Tout comme le sable est importé des États alentour, le business du sable draine une véritable économie parallèle en recourant à une main d’œuvre bon marché et corvéable venue de Malaise, du Bangladesh, du Cambodge ou du Vietnam. Le film suit le personnage de l’inspecteur Lok, chargé d’enquêter sur la disparition d’un jeune ouvrier chinois du nom de Wang. Cette affaire va l’amener à s’enfoncer dans le quotidien de ceux qui ont tout quitté avec l’espoir d’accéder à de meilleures conditions de vie et qui, à l’arrivée, ne trouvent que la démesure de projets qui menacent à chaque instant de les engloutir.

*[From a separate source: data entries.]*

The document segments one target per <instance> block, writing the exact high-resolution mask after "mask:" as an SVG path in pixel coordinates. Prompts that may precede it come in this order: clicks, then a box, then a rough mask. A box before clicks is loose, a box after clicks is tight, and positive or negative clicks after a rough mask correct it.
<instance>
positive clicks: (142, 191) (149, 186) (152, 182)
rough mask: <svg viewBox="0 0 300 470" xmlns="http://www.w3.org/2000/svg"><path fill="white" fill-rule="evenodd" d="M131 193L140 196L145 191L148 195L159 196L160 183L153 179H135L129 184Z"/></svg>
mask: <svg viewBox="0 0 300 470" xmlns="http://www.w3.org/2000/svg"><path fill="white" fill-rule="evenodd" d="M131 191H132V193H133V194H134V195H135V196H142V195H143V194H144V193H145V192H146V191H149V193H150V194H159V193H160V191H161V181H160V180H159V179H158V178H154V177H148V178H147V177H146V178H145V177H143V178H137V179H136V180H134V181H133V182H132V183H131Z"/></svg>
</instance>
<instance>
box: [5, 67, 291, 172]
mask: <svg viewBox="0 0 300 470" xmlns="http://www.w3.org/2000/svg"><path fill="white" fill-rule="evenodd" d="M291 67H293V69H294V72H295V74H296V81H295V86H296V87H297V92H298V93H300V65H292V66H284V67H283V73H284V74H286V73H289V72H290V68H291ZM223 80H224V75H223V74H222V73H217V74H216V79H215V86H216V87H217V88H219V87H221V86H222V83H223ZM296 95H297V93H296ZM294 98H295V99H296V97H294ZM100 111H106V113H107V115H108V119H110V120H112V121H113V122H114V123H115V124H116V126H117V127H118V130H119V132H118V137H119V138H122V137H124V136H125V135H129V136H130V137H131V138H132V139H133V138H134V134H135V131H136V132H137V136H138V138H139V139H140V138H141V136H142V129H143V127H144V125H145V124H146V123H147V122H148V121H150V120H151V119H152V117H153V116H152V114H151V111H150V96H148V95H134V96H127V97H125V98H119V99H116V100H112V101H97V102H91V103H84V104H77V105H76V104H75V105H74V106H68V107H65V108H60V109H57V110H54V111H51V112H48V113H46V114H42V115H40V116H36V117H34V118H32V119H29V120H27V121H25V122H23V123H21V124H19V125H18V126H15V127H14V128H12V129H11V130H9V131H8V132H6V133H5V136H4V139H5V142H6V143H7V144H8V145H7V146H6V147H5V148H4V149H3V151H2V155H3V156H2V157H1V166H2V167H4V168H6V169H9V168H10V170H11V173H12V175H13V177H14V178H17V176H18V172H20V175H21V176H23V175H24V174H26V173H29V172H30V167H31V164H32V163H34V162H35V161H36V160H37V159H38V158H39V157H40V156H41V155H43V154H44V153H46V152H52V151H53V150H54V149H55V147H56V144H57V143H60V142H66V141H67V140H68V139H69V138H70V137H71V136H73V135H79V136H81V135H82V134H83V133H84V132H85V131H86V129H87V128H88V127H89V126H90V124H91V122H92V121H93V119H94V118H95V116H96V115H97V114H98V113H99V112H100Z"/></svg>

L’inspecteur Lok n’a pas beaucoup de prises lorsqu’il commence à enquêter sur l’affaire. Les informations sur les travailleurs migrants sont par définition quasi nulles et le chef de chantier de Wang se montre particulièrement de mauvaise volonté. Les enjeux sont gros, très gros : pas question de trop remuer la vase. Alors, Lok va glaner les indices au dortoir des ouvriers, où il rencontre quelques compagnons de chambre de Wang. Il n’en tirera pourtant pas grand chose. Ce qui frappe, c’est l’anonymat total qui règne dans ces lieux. Tous ont laissé leur famille au pays, tous gardent pour eux l’histoire qu’ils transportent, persuadés de n’être là que temporairement, dans le seul but d’amasser rapidement un peu d’argent.
Allongé sur le lit du disparu, assommé par la chaleur humide et le rythme d’une ville sans accalmie, Lok découvre que, comme lui, Wang souffrait d’insomnies. De sa position, la fenêtre donne sur la devanture d’un cybercafé. Lok s’y engouffre, découvrant une salle remplie d’hommes les yeux rivés sur des écrans, addict aux jeux, aux réseaux et autres chimères que leur quotidien ne leur offre pas. La tenancière des lieux, la très attrayante Mindy, assure avoir bien connu Wang : c’est ici qu’il passait toutes ses nuits.

Le film met alors en place une structure narrative élaborée où se mêlent plusieurs niveaux de réalité. De longs flashbacks dévoilent la vie de Wang, partagée entre les tâches harassantes du travail et l’avatar qu’il s’était créé la nuit. Touché par le manque de sommeil et l’attirance vénéneuse de Mindy, l’inspecteur Lok entre dans un état second et plonge avec audace dans les rêves et les cauchemars de Wang pour retrouver sa trace. Par-dessus les eaux ou dans ses bas-fonds connectés, Les Etendues imaginaires dessine un portrait fascinant de la ville où tout le réel se brouille au profit des fantasmes et d’une spéculation prête à tout ensevelir sur son passage pour assouvir son désir de gigantisme.